As an emergency measure, workers with the Idaho Fish and Game agency have begun capturing a variety of endangered sockeye salmon at the Lower Granite dam, putting them into a truck and driving them to hatcheries as a stopgap measure to decide what to do next. (Idaho game officials first tried trucking the adult fish during a heat wave in 2015. It has been done for juvenile salmon on a variety of runs for a variety of reasons.)

In California’s central valley, Jonathan Ambrose, a biologist with the National Oceanic and Atmospheric Administration, said he wished he could do something similar. The chinook salmon he monitors historically spawned in the mountains. But since the Shasta Dam was built more than three quarters of a century ago, they have adapted by breeding just in front of the mammoth structure, which they cannot cross. The critical problem this year is that the water there is expected to grow too warm for the eggs and juveniles. Previous efforts to secure state or federal funding to transport them past the dam have failed.

“We’re looking at maybe 90 percent mortality, maybe even higher this year,” Mr.
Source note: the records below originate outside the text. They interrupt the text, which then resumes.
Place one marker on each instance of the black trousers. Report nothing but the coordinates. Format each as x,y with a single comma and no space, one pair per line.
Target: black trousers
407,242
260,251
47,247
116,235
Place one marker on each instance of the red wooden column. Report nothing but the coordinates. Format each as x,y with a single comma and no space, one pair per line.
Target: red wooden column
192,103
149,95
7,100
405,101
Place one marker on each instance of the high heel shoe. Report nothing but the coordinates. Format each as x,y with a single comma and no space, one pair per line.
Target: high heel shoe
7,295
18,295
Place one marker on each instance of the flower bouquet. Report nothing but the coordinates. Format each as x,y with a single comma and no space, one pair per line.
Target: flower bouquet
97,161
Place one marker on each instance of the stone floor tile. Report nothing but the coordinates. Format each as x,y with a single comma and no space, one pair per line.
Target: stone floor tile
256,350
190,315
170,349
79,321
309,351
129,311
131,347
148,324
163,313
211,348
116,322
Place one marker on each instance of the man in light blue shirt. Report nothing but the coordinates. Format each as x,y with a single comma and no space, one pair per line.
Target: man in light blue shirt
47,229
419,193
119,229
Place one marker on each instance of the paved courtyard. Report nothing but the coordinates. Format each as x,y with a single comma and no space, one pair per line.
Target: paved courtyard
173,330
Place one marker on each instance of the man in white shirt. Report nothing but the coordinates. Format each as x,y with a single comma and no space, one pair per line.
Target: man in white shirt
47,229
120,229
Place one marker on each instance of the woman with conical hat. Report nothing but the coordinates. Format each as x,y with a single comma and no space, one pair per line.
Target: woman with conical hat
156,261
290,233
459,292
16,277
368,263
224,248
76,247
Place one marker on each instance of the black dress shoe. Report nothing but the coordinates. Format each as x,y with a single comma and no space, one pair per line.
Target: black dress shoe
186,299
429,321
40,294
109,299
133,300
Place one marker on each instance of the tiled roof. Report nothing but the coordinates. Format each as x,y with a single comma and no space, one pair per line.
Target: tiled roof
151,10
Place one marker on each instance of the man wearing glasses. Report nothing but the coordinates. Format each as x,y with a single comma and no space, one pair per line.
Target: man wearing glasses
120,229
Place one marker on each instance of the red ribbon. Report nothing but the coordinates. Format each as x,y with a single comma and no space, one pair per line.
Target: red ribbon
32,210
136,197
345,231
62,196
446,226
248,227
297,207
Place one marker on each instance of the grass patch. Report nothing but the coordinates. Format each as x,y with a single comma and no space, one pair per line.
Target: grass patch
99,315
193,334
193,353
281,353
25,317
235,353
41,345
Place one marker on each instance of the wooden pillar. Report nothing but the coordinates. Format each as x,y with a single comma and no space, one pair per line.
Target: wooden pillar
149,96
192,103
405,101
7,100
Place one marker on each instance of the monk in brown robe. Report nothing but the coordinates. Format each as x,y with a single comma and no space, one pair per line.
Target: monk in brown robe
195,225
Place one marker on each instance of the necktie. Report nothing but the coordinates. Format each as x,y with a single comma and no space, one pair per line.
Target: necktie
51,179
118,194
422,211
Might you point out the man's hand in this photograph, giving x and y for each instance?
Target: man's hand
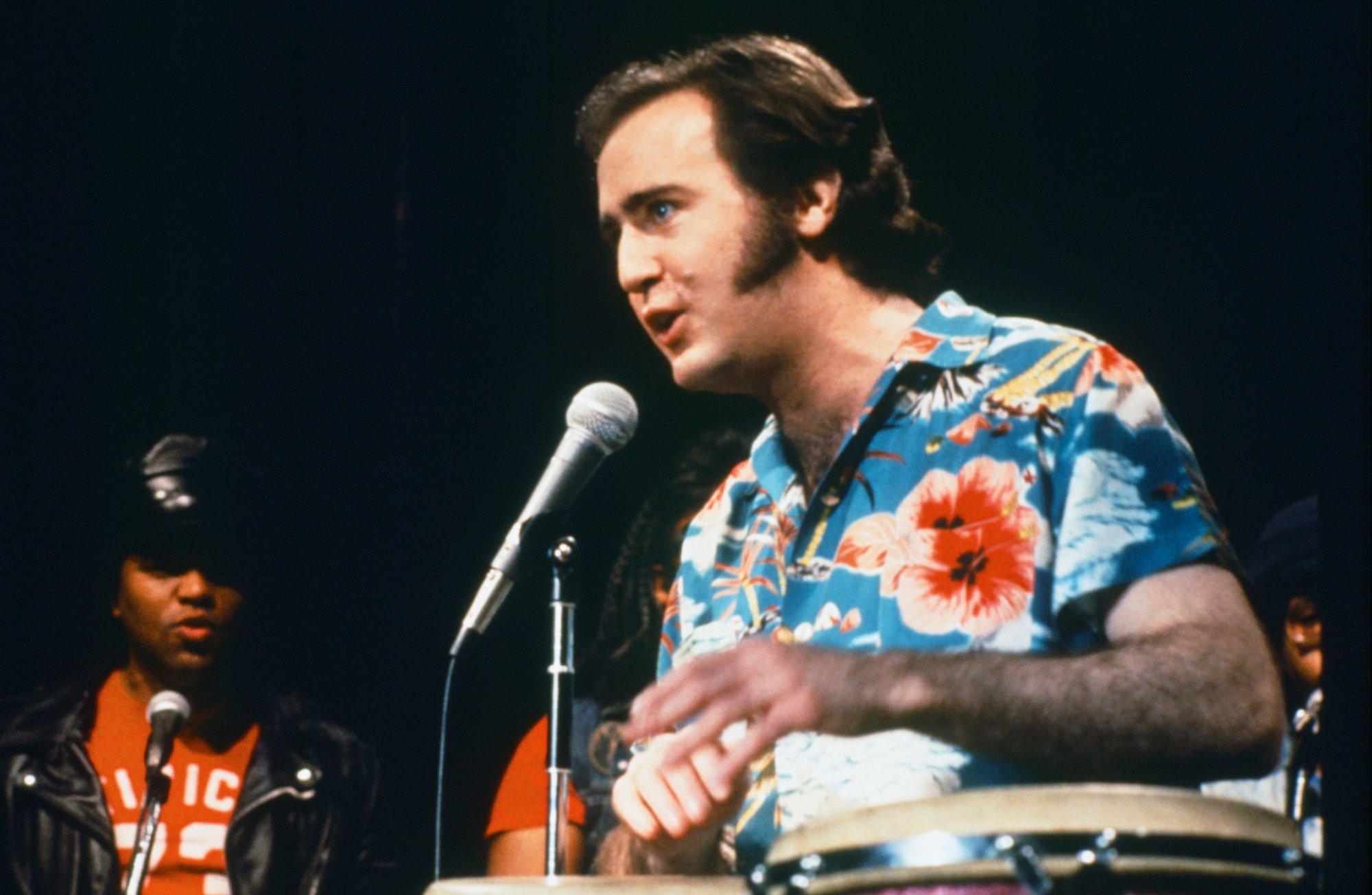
(776, 688)
(677, 811)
Ambrose said.

Elsewhere in California, for the first time since the state built the Iron Gate Fish Hatchery on the Klamath River in 1962 to make up for lost spawning habitat, state biologists will not release the young salmon they have nurtured back into the wild, because they would likely die. Instead, they are spreading a million young salmon among other area hatcheries that could host them until conditions improve.

“I want to find the positives and there are some, but it’s pretty overwhelming right now,” said Dr. Harley, the University of British Columbia marine biologist. “Because if we become too depressed or too overwhelmed, we won’t keep trying. And we need to keep trying.”